The National Rugby League has made the
right move in deciding to scrutinise publicly any controversial decisions by
referees and other officials after each weekend’s matches. And the NRL deserves even more credit
because the “decision to review decisions” might put even greater focus on the
performance of referees and video referees – if that is possible.

The first report was released by the NRL on
Monday, and can be accessed at www.nrl.com.
For the rugby league addict it makes fascinating reading.

The report reviews thirteen decisions by
referees and video referees in five of the seven games played. The most
contentious concerns the Bulldogs Brent Sherwin’s try in the Dragons v Bulldogs
blockbuster – and the review believes that “on balance” the video referee got
it wrong, and the try should not have been awarded.

Now that is little comfort to Dragons
supporters – especially as the Bulldogs won by a converted try, but it is an
important step along the road towards greater transparency and accountability,
and officials getting decisions right as much as possible.

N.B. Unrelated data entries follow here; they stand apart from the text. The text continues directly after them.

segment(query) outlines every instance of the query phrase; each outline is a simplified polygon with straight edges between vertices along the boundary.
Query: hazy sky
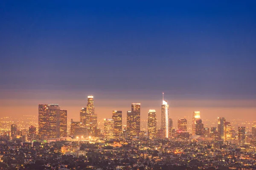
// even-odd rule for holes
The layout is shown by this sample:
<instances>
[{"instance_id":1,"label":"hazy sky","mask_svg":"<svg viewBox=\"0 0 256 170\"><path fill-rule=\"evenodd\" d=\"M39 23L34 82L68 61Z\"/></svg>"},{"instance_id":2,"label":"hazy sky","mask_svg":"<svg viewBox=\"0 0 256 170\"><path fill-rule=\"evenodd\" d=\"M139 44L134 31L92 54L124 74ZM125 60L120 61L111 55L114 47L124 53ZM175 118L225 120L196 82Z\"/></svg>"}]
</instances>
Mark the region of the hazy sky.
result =
<instances>
[{"instance_id":1,"label":"hazy sky","mask_svg":"<svg viewBox=\"0 0 256 170\"><path fill-rule=\"evenodd\" d=\"M0 116L93 94L146 119L164 91L174 116L256 119L255 1L81 1L0 2Z\"/></svg>"}]
</instances>

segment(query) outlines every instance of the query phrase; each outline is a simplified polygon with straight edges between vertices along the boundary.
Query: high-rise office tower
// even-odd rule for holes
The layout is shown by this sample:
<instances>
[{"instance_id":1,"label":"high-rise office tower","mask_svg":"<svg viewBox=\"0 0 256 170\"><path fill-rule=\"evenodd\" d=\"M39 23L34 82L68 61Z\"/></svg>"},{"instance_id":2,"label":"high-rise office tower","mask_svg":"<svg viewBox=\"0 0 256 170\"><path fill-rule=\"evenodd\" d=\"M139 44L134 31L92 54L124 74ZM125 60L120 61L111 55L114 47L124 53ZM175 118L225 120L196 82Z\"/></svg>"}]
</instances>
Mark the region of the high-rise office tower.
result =
<instances>
[{"instance_id":1,"label":"high-rise office tower","mask_svg":"<svg viewBox=\"0 0 256 170\"><path fill-rule=\"evenodd\" d=\"M73 121L73 119L71 119L71 122L70 122L70 136L72 138L75 138L76 137L75 135L76 128L81 127L81 123L80 121L74 122Z\"/></svg>"},{"instance_id":2,"label":"high-rise office tower","mask_svg":"<svg viewBox=\"0 0 256 170\"><path fill-rule=\"evenodd\" d=\"M83 126L86 125L86 108L82 108L80 112L80 121Z\"/></svg>"},{"instance_id":3,"label":"high-rise office tower","mask_svg":"<svg viewBox=\"0 0 256 170\"><path fill-rule=\"evenodd\" d=\"M187 120L186 119L178 119L178 129L183 131L187 131Z\"/></svg>"},{"instance_id":4,"label":"high-rise office tower","mask_svg":"<svg viewBox=\"0 0 256 170\"><path fill-rule=\"evenodd\" d=\"M28 140L31 141L35 140L35 136L36 134L36 128L32 125L29 128L29 135L28 136Z\"/></svg>"},{"instance_id":5,"label":"high-rise office tower","mask_svg":"<svg viewBox=\"0 0 256 170\"><path fill-rule=\"evenodd\" d=\"M224 123L224 141L228 141L232 139L232 125L228 122Z\"/></svg>"},{"instance_id":6,"label":"high-rise office tower","mask_svg":"<svg viewBox=\"0 0 256 170\"><path fill-rule=\"evenodd\" d=\"M47 139L49 135L49 105L38 105L38 134L41 139Z\"/></svg>"},{"instance_id":7,"label":"high-rise office tower","mask_svg":"<svg viewBox=\"0 0 256 170\"><path fill-rule=\"evenodd\" d=\"M88 100L86 108L86 121L89 119L89 133L93 136L96 136L98 128L98 117L94 112L93 96L88 96ZM86 124L87 125L87 123Z\"/></svg>"},{"instance_id":8,"label":"high-rise office tower","mask_svg":"<svg viewBox=\"0 0 256 170\"><path fill-rule=\"evenodd\" d=\"M195 121L195 134L196 135L203 135L203 130L204 124L202 122L202 119L198 119Z\"/></svg>"},{"instance_id":9,"label":"high-rise office tower","mask_svg":"<svg viewBox=\"0 0 256 170\"><path fill-rule=\"evenodd\" d=\"M67 111L66 110L60 110L60 137L67 137Z\"/></svg>"},{"instance_id":10,"label":"high-rise office tower","mask_svg":"<svg viewBox=\"0 0 256 170\"><path fill-rule=\"evenodd\" d=\"M11 136L12 138L16 138L17 137L17 125L16 124L12 124L11 125Z\"/></svg>"},{"instance_id":11,"label":"high-rise office tower","mask_svg":"<svg viewBox=\"0 0 256 170\"><path fill-rule=\"evenodd\" d=\"M131 104L131 111L127 111L127 132L131 137L139 137L140 131L140 103Z\"/></svg>"},{"instance_id":12,"label":"high-rise office tower","mask_svg":"<svg viewBox=\"0 0 256 170\"><path fill-rule=\"evenodd\" d=\"M192 135L195 134L196 121L200 119L200 112L199 111L194 111L192 112Z\"/></svg>"},{"instance_id":13,"label":"high-rise office tower","mask_svg":"<svg viewBox=\"0 0 256 170\"><path fill-rule=\"evenodd\" d=\"M218 118L218 132L219 139L224 139L224 124L225 122L225 118Z\"/></svg>"},{"instance_id":14,"label":"high-rise office tower","mask_svg":"<svg viewBox=\"0 0 256 170\"><path fill-rule=\"evenodd\" d=\"M175 129L173 128L173 121L172 121L172 119L169 118L169 137L175 136Z\"/></svg>"},{"instance_id":15,"label":"high-rise office tower","mask_svg":"<svg viewBox=\"0 0 256 170\"><path fill-rule=\"evenodd\" d=\"M238 139L241 143L245 142L245 127L244 126L238 127Z\"/></svg>"},{"instance_id":16,"label":"high-rise office tower","mask_svg":"<svg viewBox=\"0 0 256 170\"><path fill-rule=\"evenodd\" d=\"M83 126L76 127L75 128L75 138L83 140L88 137L88 128Z\"/></svg>"},{"instance_id":17,"label":"high-rise office tower","mask_svg":"<svg viewBox=\"0 0 256 170\"><path fill-rule=\"evenodd\" d=\"M140 130L140 103L132 104L131 111L127 111L127 132L132 137L139 137Z\"/></svg>"},{"instance_id":18,"label":"high-rise office tower","mask_svg":"<svg viewBox=\"0 0 256 170\"><path fill-rule=\"evenodd\" d=\"M172 128L173 127L173 122L172 121L172 119L169 118L169 128Z\"/></svg>"},{"instance_id":19,"label":"high-rise office tower","mask_svg":"<svg viewBox=\"0 0 256 170\"><path fill-rule=\"evenodd\" d=\"M252 134L253 137L256 138L256 125L252 126Z\"/></svg>"},{"instance_id":20,"label":"high-rise office tower","mask_svg":"<svg viewBox=\"0 0 256 170\"><path fill-rule=\"evenodd\" d=\"M165 137L169 136L169 105L167 102L163 100L163 105L161 107L161 128L165 132Z\"/></svg>"},{"instance_id":21,"label":"high-rise office tower","mask_svg":"<svg viewBox=\"0 0 256 170\"><path fill-rule=\"evenodd\" d=\"M210 132L209 128L204 128L204 135L205 137L209 137L211 135Z\"/></svg>"},{"instance_id":22,"label":"high-rise office tower","mask_svg":"<svg viewBox=\"0 0 256 170\"><path fill-rule=\"evenodd\" d=\"M148 135L151 139L157 137L157 114L155 110L150 109L148 111Z\"/></svg>"},{"instance_id":23,"label":"high-rise office tower","mask_svg":"<svg viewBox=\"0 0 256 170\"><path fill-rule=\"evenodd\" d=\"M112 119L104 119L104 134L106 138L114 139L115 122Z\"/></svg>"},{"instance_id":24,"label":"high-rise office tower","mask_svg":"<svg viewBox=\"0 0 256 170\"><path fill-rule=\"evenodd\" d=\"M95 113L93 96L88 96L86 112L87 114L89 115Z\"/></svg>"},{"instance_id":25,"label":"high-rise office tower","mask_svg":"<svg viewBox=\"0 0 256 170\"><path fill-rule=\"evenodd\" d=\"M114 130L116 138L118 137L122 133L122 111L114 110L112 112L112 119L114 122Z\"/></svg>"},{"instance_id":26,"label":"high-rise office tower","mask_svg":"<svg viewBox=\"0 0 256 170\"><path fill-rule=\"evenodd\" d=\"M58 104L51 104L49 108L49 138L60 137L60 110Z\"/></svg>"}]
</instances>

The report questions two other decisions –
one a forward pass that referee Steve Clark missed in the Dragons v Bulldogs
game, and the failure of referee Tony Archer to award a penalty for obstruction
in the Raiders v Tigers game, which was decided by a “golden point” penalty
conversion after the sides were tied at full time.

The one risk with the new review process is
that it might further erode the confidence of referees and other officials,
but, in the long term it should lead to a greater proportion of contentious
decisions being right.

The argument over the extent of the use of
the referee won’t go away – but this week’s NRL decision at least puts more
transparency and accountability into the process. Timely, and right!